It is no secret that we are destroying the environment and transforming our planet. It is different, however, to mention it abstractly and differently to see it happen globally.
Below are some maps published this month in the International Journal of Applied Earth Observation and Geoinformation.
It was developed by geoscientist Tomasz Stepinski and team of the University of Cincinnati Space Informatics Laboratory (SPI). The complex visualizations reveal that 22% of the total land area of the earth changed between 1992 and 2015, mainly by humans.
The most common change is forest loss due to agricultural development, and the second most common is from forest exploitation.
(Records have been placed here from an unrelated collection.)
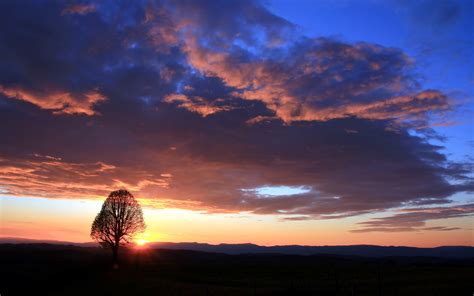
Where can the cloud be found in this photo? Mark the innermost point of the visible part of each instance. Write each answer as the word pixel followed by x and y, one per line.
pixel 60 102
pixel 79 9
pixel 414 219
pixel 198 102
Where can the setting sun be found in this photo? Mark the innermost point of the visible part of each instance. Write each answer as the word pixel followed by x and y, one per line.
pixel 141 242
Stepinski and his colleagues used satellite data collected by the European Space Agency's Climate Change Initiative, which includes geographic maps of the earth designed to monitor climate change.Motherboard images
The team divided these maps into 81 square meters and created colored tiles depicting nine broad types of changes that took place between 1992 and 2015 (agriculture in yellow, forest losses in coffee, etc.).
The shading of the tiles reflects the degree of change, with the lighter shade reflecting smaller changes (areas have changed less than 10 percent) while darker tiles represent areas that have changed by 30 percent or more.
On a large scale, the maps highlight the enormous impact of human activity on the planet. But the project also reveals some very bad details in some locations.
The gray color and disappearance of Lake Aral (Aral Sea on the Kazakh-Uzbek border), has been created due to the disturbance of its tributaries by irrigation works.
Forests in the interior of China, West Africa and much of the Russian taiga appear in dark green. The astonishing rate of deforestation in southeast China and the massive urbanization of northeast China, represented in brown and pink respectively, are astounding.
"I had two goals," Stepinski said, describing his intentions with the maps.
My first goal was not scientific but for people to see and realize what is happening.
The second goal was to create a manual. The map is not the end for scientists, it is the beginning. They can see it and spot places that seem to be changing. So they can focus on specific areas and do more research.